Claro que mi respuesta fue inmediata: "No es lo mismo -repliqué- porque en una biblioteca existe el inevitable trasiego de otros lectores, el descolocar y volver a colocar libros en estanterías e, incluso, el ruido provocado por el abrir y cerrar de puertas".

No sé si mi amable compañera de mesa quedó o no convencida con mi argumento pero, en todo caso, no insistió en el suyo, tal vez por considerar que es el mío un caso sin remedio de eso que Victoria Camps llama un tipo huido del mundo.

En todo caso, el silencio casi sepulcral de aquel recinto invita a la lectura, ayuda a la concentración y nos permite gozar generosamente del tiempo necesario para, sin interrupciones, aprovechar el paso de las páginas.

Una cuestión que me parece básica saber es por qué se lee tan poco, cuál puede ser el motivo real de esa cada vez más escasa afición a sumergirse en las páginas de un libro. Tiene que existir una explicación razonada ¿Será la ausencia de ese necesario silencio?.

Tal vez el tipo de sociedad que estamos construyendo considere que todo aquello que no contribuye al desarrollismo capitalista, al feroz individualismo, al crecimiento económico, etc. no es útil. Puede ser, aunque de momento, sólo lo expongo como una simple hipótesis. Bien es cierto que, alguna vez, alguien dijo que "más libros para ser más libres", y acaso no sea fortuito que, ahora que la lectura está en franco retroceso, nuestra libertad también lo esté.
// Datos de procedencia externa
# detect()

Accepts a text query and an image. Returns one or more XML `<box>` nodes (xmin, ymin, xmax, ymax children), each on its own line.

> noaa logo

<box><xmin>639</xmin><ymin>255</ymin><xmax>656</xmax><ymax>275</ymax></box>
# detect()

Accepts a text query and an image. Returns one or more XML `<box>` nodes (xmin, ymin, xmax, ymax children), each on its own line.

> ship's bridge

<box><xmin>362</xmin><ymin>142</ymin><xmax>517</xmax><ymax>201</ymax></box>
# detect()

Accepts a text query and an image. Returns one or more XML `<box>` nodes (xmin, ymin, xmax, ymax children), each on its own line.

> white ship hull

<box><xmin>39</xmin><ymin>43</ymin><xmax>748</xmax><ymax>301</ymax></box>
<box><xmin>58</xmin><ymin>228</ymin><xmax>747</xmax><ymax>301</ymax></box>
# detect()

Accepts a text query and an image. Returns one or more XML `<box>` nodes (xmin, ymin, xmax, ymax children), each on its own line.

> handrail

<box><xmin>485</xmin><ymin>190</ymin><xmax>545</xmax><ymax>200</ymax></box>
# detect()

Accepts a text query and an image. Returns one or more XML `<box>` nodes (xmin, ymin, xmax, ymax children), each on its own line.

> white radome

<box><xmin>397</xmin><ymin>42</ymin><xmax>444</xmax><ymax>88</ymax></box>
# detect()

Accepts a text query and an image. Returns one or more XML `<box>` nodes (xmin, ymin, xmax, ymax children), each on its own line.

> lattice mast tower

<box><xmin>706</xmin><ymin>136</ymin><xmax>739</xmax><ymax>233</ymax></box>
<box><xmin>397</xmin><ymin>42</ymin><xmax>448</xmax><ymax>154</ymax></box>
Me pregunto si los lectores habituales no estaremos abocados a convertirnos en una especie en extinción a la que se va eliminando poco a poco. Cada vez es más minoritaria la "manía" de la lectura, por parafrasear a Camps, cada vez son menores los espacios verdaderos para leer, cada vez las campañas para su incentivo resultan más infructuosas y ridículas pese que se invierte más dinero. ¿Qué destino aguarda al lector y por consiguiente al libro? ¿Acabaremos siendo tan escasos que cabremos todos en un monasterio?

J. Cordelier

* Dedicado con afecto a sor Isabel y sor Teresita, sin cuya acogedora amabilidad la lectura habría sido posible, pero habría carecido de su necesario elemento humano porque silencio no equivale nunca a soledad.